Youtube HD: https://youtu.be/EwgusH0GRm0
AlimanCenter.Com | Membuka Wawasan – Menggugah Kesadaran
Oleh: Sayyid Sabiq
1. Ibnu Abbas ra meriwayatkan bahwa Rasulullah saw bersabda,
“Ikatan Islam dan sendi agama ada tiga. Di atas tiga hal itulah, Islam didirikan. Barangsiapa yang meninggalkan salah satu diantaranya, berarti ia kafir dan nyawanya tidak terlindungi. Tiga hal itu adalah bersaksi bahwa tiada tuhan selain Allah, shalat fardhu, dan puasa Ramadhan.” (H.R. Abu Ya’la dan Dailami). Hadits ini dishahihkan oleh Dzahabi.
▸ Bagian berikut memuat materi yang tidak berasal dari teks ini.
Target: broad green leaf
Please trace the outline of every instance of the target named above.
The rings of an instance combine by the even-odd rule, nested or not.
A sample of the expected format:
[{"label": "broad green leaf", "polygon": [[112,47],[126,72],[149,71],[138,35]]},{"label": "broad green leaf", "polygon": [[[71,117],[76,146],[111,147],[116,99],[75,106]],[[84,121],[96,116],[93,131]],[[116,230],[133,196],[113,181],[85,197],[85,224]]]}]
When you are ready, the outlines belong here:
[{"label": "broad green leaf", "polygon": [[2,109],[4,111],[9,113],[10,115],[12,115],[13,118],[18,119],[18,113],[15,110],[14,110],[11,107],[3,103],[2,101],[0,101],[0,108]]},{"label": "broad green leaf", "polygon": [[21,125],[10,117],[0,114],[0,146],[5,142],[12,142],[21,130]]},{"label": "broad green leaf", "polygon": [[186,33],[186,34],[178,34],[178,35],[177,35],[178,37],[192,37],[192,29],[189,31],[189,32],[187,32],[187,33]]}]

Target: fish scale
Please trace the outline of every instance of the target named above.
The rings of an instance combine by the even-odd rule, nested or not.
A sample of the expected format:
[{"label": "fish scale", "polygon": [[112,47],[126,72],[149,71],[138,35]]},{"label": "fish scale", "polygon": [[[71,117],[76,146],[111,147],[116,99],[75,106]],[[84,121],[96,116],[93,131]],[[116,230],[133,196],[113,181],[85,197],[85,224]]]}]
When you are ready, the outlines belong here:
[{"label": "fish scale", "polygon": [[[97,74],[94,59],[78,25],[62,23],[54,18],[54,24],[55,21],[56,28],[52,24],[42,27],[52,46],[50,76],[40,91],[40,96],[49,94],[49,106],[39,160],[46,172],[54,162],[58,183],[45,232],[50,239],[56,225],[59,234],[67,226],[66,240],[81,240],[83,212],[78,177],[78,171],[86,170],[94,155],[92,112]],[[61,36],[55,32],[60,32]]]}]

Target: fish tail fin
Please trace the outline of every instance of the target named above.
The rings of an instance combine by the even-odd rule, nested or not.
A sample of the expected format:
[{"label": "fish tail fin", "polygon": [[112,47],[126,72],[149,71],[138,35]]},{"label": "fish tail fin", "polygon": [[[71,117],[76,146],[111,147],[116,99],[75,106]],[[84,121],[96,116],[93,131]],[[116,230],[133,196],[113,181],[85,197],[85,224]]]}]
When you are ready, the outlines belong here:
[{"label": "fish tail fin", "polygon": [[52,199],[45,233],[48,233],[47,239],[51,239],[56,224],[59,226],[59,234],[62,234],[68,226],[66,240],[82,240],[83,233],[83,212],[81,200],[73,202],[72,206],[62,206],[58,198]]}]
2. Abu Hurairah meriwayatkan bahwa Nabi saw. bersabda,
“Barangsiapa tidak berpuasa satu hari di bulan Ramadhan tanpa sebab yang dibolehkan Allah kepadanya, maka (dosanya) tidak dapat ditebus meskipun ia berpuasa satu tahun penuh.” (H.R. Abu Dawud, Ibnu Majah, dan Tirmidzi)
3. Imam Bukhari berkata, “Disebutkan dari Abu Hurairah secara marfu’, “Barangsiapa yang tidak berpuasa satu hari di bulan Ramadhan tanpa uzur atau sakit, maka (dosanya) tidak bisa ditebus dengan puasa setahun penuh.” Pendapat ini juga dianut oleh Ibnu Mas’ud.
(Baca juga: Keutamaan Berbuat Kebajikan di Bulan Ramadhan)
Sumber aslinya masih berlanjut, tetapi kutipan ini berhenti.